If we can’t fix Generator
eltype
in Base
, is it possible to tell the compiler what the eltype
and length
are for a specific Generator
that you create?
Let me post a longer MWE to see if we can eliminate the allocations here. The short version is that I’m creating a performance critical iterator that iterates over index combinations of various lengths. If it seems like a strange way to do this, it’s because it’s still a MWE. I’m trying to nest iterators a few layers deep this way, but this shows the issue I’m seeing with a single nesting. Here’s the inner Iterator
I’m using for reference.
# Based on: https://github.com/Quantum-Many-Body/QuantumLattices.jl/blob/master/src/Toolkit.jl
# improved so there is no allocation on object creation (state is now a tuple)
struct Combinations{M,C}
contents::C
N::Int
Combinations{M}(contents::C) where {M,C} = new{M,C}(contents, length(contents))
end
@inline Base.eltype(::Type{Combinations{M, C}}) where {M, C} = NTuple{M, eltype(C)}
@inline Base.length(c::Combinations{M}) where M = binomial(c.N, M)
Base.iterate(c::Combinations{M}) where M = (M > c.N) ? nothing : (ntuple(i->c.contents[i], Val(M)), nextmstate(ntuple(identity, M), c.N))
Base.iterate(c::Combinations{M}, state) where M = (isempty(state) || (state[1] > c.N-M+1)) ? nothing : (ntuple(i->c.contents[state[i]], Val(M)), nextmstate(state, c.N))
function nextmstate(state::NTuple{M}, N::Int) where {M}
for i in M:-1:1
state = Base.setindex(state, state[i] + 1, i)
(state[i] > N - (M - i)) && continue
for j in (i + 1):M
state = Base.setindex(state, state[j - 1] + 1, j)
end
break
end
return state
end
Then I iterate using the following
# create a tuple of 0s and 1s of length N with 1s at `nzindices`
function sptuple(::Val{N}, nzindices::NTuple{M,Int})::NTuple{N,Int} where {N,M}
res = ntuple(i -> zero(Int), N)
for i in eachindex(nzindices)
res = Base.setindex(res, one(Int), nzindices[i])
end
return res
end
function sptuple(::Val{N}, ::Tuple{})::NTuple{N,Int} where {N}
return ntuple(i->zero(Int), N)
end
# create an inner and outer Iterator using flatten.
inner(::Val{N}, ::Val{M}) where {N,M} = (sptuple(Val(N), j) for j in Combinations{M}(ntuple(identity, N)))
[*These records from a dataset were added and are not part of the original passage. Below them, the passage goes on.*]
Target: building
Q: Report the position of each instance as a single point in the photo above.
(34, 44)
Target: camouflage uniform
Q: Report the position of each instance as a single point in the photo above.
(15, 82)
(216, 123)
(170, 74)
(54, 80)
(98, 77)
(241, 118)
outer(::Val{N}) where {N} = Iterators.flatten(inner(Val(N), Val(i)) for i in 0:N)
Benchmarking, I see the following:
using BenchmarkTools
# single allocation on collect as expected on inner iterator
@btime collect(inner(Val(5), Val(3))) # 110.381 ns (1 allocation: 496 bytes)
# I need this to also a be a single allocation. expect around ~300ns based on inner benchmark
@btime collect(outer(Val(5))) # 5.826 μs (166 allocations: 13.27 KiB)
My hunch is that if I could somehow define eltype
and length
methods for inner
and outer
that this would work. Something like:
Base.eltype(inner(...)) where {N,M} = NTuple{N,Int}
Base.eltype(outer(...)) where {N} = NTuple{N,Int}
Base.length(inner(...)) where {N,M} = length(Combinations{M}(ntuple(identity, N)))
Base.length(outer(...)) where {N} = prod(i->length(inner(Val(N), Val(i))), 0:N)